This work is partly supported by The National Key Research and Development Program of China (No.2018YFB1004900) and 111 Project (No.B13022).

Author information

Authors and Affiliations

Authors

Corresponding author

Correspondence to Jianfeng Lu.

Ethics declarations

Conflict of interest

The authors declare that they have no conflict of interest.

Additional information

Publisher's Note

Springer Nature remains neutral with regard to jurisdictional claims in published maps and institutional affiliations.

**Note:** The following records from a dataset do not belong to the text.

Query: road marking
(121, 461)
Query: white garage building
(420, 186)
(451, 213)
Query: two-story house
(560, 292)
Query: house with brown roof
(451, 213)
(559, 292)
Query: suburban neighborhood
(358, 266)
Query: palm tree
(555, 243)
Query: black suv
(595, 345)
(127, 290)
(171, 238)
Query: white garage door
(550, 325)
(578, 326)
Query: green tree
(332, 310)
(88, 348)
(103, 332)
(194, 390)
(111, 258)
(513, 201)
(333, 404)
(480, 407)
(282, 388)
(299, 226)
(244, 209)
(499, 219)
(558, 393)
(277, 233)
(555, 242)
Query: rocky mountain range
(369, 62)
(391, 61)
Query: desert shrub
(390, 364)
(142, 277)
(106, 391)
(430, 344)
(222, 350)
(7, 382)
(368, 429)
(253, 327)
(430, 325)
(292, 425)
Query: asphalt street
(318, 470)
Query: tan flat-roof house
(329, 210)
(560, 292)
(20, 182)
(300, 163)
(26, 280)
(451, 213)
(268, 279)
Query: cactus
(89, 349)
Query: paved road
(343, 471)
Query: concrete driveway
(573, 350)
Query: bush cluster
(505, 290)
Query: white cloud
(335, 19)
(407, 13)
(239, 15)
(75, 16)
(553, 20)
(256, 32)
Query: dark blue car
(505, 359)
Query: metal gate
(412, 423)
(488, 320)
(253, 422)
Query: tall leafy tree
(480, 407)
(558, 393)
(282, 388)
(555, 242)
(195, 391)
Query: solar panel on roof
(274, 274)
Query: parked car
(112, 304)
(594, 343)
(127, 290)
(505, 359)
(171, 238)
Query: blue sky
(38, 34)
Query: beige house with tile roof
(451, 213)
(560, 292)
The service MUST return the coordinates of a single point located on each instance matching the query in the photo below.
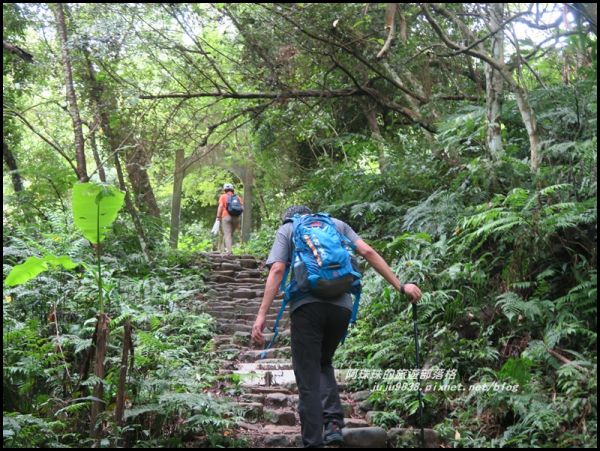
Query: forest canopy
(458, 139)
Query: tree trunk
(101, 173)
(101, 344)
(11, 163)
(176, 201)
(131, 209)
(248, 200)
(70, 90)
(137, 160)
(528, 116)
(494, 84)
(371, 116)
(113, 141)
(127, 349)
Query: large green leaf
(33, 266)
(95, 207)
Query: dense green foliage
(397, 146)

Appendix A Proof of Theorem 3

Appendix A Proof of Theorem 3

Proof

In view of the fact that \(({{\mathbf{x}}^{*}},{\widetilde{\mathbf{H}}}^{*} ,{\mathbf{T}}^{*},{{\mathbf{Z}}}^{*})\) is a saddle point of L, we have \(L({{\mathbf{x}}^{*}},{\widetilde{\mathbf{H}}}^{*},{\mathbf{T}}^{*},{{\mathbf{Z}}}^{*}) \le L({{\mathbf{x}}_{k+1}},{\widetilde{\mathbf{H}}}_{k+1} ,{\mathbf{T}}_{k+1},{{\mathbf{Z}}}^{*})\), with \({{D}}({{\mathbf{x}}^{*}})-{\widetilde{\mathbf{H}}}^{*} - {\mathbf{T}}^{*} = 0\), and it can be rewritten as follows:

$$\begin{aligned} f^{*} - f_{k+1} \le \text {Tr}(({{\mathbf{Z}}}^{*})^{T}{\mathbf{R}}_{k+1}). \end{aligned}$$
(26)

For the sake of derivation, the augmented Lagrangian function of Eq. (5) can be reformulated as \({L_\mu }({\mathbf{x}},{\widetilde{\mathbf{H}}} ,{\mathbf{T}},{{\mathbf{Z}}})= {\Vert {\mathbf{T}} \Vert _F^2} + \lambda {\Vert {\mathbf{H}} - {\widetilde{\mathbf{H}}} \Vert _{*}} +\frac{\beta }{2} \left\| {\mathbf{x}} \right\| _2^{2} +\frac{\mu }{2} \Vert {{D}({\mathbf{x}})-{\widetilde{\mathbf{H}}}} - {\mathbf{T}} +\frac{1}{\mu } {{\mathbf{Z}}}\Vert _F^2-\frac{1 }{2\mu }\Vert {{\mathbf{Z}}}\Vert _F^2\).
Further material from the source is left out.